UGH negotiators respond that if gladiators refuse to fight, there will be no business, and so the impasse remains.
At the moment there are no plans for either side to return to the negotiating table, in spite of persistent rumors that the Emperor plans to motivate both sides by turning out the Praetorian Guard.
If, as appears likely, the threatened strike materializes, many industries dependent on the sport will suffer. Weapons manufacturers, doctors, laurel wreath providers, burial crews, body oil factories and professional female companions will face serious financial reversals. But, as always, it is the fans who will suffer most.
For the time being the public remains divided over which side is most at fault, but on one point they all agree.

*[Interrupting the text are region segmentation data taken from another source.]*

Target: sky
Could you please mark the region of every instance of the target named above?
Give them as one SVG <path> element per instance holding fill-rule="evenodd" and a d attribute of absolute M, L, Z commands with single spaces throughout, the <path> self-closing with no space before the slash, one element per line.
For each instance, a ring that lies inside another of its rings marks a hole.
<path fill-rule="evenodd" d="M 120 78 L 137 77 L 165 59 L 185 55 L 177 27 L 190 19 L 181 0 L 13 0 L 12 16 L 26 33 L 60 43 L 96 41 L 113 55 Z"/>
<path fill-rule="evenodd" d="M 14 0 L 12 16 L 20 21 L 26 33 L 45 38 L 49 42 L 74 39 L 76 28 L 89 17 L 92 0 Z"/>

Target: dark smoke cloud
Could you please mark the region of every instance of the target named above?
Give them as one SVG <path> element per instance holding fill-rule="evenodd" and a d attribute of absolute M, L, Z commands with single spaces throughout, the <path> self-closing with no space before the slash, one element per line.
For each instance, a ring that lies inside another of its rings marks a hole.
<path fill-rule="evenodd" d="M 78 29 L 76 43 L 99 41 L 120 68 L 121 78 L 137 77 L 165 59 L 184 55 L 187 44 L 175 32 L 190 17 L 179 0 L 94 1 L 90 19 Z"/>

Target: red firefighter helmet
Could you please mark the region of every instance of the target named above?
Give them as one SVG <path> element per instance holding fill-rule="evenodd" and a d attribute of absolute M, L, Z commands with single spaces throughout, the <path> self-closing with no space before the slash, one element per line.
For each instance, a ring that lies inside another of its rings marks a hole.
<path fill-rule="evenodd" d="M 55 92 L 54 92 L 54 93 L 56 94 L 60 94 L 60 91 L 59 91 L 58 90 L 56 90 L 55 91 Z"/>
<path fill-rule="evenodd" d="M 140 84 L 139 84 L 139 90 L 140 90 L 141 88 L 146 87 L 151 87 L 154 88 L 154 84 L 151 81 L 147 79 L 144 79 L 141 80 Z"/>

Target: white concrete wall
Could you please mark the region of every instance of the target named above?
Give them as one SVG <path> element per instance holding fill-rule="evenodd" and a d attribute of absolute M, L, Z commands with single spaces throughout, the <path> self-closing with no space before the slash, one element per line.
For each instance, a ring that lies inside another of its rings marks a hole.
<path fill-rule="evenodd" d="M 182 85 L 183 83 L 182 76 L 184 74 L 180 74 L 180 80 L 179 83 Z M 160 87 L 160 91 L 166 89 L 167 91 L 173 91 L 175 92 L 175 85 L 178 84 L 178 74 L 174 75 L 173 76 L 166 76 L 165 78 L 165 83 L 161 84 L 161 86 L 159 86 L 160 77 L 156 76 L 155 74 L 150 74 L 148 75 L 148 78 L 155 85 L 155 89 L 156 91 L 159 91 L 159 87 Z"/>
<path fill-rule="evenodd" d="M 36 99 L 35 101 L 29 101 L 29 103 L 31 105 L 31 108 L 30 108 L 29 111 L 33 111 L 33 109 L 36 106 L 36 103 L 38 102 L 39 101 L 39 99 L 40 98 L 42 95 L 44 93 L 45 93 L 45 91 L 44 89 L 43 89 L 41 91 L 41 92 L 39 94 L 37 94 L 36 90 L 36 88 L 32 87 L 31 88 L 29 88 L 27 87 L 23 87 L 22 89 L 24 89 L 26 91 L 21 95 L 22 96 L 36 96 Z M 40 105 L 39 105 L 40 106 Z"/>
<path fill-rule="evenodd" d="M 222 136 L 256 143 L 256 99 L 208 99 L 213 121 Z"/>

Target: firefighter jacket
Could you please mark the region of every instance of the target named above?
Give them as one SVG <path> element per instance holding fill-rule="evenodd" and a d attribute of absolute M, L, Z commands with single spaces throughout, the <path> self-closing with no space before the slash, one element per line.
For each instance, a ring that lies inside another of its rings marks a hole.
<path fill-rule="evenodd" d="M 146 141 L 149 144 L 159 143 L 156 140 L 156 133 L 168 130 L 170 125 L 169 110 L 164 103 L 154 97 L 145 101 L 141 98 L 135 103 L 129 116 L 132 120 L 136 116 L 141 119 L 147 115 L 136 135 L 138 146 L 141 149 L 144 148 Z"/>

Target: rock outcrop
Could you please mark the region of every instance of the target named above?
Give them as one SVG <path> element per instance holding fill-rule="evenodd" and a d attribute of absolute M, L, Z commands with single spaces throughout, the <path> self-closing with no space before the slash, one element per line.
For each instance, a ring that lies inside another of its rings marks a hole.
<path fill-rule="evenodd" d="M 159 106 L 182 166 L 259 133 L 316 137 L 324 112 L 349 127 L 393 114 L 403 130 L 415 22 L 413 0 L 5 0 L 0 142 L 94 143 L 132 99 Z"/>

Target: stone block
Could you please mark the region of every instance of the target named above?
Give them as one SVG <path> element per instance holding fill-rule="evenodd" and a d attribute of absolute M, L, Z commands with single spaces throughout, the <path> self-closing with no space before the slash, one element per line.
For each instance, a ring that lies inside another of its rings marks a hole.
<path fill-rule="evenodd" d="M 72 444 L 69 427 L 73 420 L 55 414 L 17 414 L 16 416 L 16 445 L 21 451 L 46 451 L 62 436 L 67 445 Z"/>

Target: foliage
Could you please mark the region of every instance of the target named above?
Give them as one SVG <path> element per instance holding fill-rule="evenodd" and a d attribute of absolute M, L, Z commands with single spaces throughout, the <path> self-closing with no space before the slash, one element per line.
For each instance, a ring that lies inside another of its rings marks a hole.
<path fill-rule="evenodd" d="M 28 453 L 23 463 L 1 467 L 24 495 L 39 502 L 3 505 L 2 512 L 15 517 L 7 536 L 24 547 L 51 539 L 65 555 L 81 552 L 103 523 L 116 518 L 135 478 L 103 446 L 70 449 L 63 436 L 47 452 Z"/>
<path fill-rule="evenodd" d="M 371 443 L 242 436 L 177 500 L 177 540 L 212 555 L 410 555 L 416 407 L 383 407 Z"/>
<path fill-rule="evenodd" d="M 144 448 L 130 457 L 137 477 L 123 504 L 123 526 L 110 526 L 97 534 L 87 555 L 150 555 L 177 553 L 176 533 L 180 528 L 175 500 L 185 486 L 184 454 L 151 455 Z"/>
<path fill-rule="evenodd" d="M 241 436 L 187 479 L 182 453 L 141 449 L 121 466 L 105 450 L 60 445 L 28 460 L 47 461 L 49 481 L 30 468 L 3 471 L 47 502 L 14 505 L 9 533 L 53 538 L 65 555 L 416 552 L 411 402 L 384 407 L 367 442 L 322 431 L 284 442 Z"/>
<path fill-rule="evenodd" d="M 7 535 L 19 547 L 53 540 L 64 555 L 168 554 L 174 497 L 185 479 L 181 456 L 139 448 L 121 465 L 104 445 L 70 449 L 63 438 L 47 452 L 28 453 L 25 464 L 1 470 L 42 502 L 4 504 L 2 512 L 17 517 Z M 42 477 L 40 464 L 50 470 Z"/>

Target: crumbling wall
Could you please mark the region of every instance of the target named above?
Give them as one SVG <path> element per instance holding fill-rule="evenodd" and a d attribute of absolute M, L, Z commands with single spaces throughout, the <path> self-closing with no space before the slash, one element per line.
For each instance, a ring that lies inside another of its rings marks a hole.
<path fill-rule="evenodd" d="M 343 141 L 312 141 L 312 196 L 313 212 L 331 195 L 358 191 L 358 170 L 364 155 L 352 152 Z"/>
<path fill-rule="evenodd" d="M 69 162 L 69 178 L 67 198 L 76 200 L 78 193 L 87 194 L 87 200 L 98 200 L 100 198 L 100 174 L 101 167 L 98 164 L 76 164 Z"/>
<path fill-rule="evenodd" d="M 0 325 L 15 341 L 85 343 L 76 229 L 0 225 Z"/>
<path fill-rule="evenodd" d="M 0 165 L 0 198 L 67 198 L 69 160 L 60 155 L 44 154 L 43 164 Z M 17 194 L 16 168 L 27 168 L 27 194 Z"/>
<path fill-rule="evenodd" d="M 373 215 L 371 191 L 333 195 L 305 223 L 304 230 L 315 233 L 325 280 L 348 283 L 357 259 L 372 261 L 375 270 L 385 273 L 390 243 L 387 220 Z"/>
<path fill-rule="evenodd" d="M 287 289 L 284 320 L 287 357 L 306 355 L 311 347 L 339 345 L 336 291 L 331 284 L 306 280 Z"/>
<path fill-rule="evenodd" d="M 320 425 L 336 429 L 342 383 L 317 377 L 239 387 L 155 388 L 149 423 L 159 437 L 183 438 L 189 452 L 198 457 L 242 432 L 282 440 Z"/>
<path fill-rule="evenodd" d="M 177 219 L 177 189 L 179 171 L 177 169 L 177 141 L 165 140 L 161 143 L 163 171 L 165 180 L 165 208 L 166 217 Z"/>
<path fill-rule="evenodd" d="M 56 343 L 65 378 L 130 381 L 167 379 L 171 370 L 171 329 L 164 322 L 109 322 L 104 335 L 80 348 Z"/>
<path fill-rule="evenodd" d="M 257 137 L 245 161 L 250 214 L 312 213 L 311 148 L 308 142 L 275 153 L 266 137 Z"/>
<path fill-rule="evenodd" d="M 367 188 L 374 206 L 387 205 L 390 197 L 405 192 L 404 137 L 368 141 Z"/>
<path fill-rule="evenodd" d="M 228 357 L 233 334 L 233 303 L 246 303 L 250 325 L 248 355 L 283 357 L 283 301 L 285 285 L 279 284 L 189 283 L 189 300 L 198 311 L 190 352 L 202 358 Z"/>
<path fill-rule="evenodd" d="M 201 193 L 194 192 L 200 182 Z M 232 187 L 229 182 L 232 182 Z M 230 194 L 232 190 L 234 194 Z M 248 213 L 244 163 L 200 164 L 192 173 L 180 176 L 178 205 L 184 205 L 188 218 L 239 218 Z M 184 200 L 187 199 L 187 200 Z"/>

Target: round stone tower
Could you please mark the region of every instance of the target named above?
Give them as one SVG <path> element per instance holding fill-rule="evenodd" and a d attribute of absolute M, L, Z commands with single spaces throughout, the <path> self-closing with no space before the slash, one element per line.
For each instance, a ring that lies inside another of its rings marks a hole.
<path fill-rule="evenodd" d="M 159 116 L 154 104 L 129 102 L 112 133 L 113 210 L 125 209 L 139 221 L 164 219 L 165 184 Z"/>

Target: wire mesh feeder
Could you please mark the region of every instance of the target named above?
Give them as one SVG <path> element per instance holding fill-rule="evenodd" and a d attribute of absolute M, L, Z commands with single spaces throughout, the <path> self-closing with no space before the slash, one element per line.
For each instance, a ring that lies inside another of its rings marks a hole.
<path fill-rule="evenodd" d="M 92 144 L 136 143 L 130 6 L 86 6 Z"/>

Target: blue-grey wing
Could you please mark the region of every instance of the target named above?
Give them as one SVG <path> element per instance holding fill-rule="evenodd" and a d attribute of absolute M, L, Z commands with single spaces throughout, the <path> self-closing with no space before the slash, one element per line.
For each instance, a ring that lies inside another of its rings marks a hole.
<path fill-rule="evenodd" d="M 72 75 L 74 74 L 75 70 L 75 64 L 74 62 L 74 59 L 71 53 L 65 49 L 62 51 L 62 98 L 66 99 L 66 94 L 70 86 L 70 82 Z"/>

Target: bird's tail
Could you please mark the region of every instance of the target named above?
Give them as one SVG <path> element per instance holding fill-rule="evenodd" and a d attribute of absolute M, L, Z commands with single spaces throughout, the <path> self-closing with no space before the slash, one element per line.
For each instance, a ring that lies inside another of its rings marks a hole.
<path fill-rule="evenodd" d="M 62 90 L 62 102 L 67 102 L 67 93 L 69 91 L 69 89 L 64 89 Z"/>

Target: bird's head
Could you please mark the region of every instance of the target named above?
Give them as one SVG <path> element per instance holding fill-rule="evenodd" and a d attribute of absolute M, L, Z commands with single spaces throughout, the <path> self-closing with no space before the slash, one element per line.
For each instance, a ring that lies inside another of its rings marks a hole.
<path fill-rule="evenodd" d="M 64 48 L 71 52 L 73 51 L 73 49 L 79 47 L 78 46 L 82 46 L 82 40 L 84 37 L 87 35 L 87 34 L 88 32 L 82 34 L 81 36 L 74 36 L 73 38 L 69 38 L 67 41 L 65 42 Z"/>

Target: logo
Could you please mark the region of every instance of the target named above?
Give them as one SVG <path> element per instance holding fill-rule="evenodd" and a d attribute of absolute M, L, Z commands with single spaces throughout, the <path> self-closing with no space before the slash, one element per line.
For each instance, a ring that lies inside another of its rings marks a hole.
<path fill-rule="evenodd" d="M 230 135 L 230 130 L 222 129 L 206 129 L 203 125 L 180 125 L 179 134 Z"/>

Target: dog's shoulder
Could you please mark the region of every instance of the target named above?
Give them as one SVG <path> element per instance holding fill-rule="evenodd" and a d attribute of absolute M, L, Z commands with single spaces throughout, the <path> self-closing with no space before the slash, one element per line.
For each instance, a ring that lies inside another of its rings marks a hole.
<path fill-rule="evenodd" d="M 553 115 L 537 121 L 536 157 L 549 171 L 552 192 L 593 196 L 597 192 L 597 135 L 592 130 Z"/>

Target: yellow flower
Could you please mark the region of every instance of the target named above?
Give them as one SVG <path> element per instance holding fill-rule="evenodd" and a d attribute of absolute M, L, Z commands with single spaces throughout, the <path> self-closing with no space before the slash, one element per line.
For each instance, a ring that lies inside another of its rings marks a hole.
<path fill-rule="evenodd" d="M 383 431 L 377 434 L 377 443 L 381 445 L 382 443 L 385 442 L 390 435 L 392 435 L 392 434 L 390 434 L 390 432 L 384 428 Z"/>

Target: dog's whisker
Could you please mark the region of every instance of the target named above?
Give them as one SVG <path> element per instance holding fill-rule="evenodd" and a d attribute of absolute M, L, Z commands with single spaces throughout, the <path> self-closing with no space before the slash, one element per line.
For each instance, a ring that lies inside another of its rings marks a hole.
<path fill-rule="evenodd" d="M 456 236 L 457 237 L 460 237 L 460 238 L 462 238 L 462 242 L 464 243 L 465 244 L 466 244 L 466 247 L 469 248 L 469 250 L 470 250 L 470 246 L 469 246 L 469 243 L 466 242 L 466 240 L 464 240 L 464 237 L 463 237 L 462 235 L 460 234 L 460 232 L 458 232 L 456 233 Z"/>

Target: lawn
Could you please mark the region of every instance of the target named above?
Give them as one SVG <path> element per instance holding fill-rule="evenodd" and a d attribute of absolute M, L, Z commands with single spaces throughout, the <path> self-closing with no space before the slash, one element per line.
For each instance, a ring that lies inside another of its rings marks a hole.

Thumbs are unanimously down on the Emperor's threat to replace professional gladiators with members of a new religious sect that has incurred his displeasure.
While some recognize that the Imperial suggestion of using underfed lions as opponents might stabilize the lion population and inspire misguided fanatics to return to the more conventional worship of Roman deities, it is unlikely that hard-core gladiator fans would ever pay to watch amateurs, regardless of their religious affiliation.
Note: Written in response to one of America's 'national sport' strikes, which resulted in players receiving even greater compensation in the millions for playing a game, owners raising ballpark prices to meet their shareholder dividends, and fans paying prices once considered high for a night at the opera.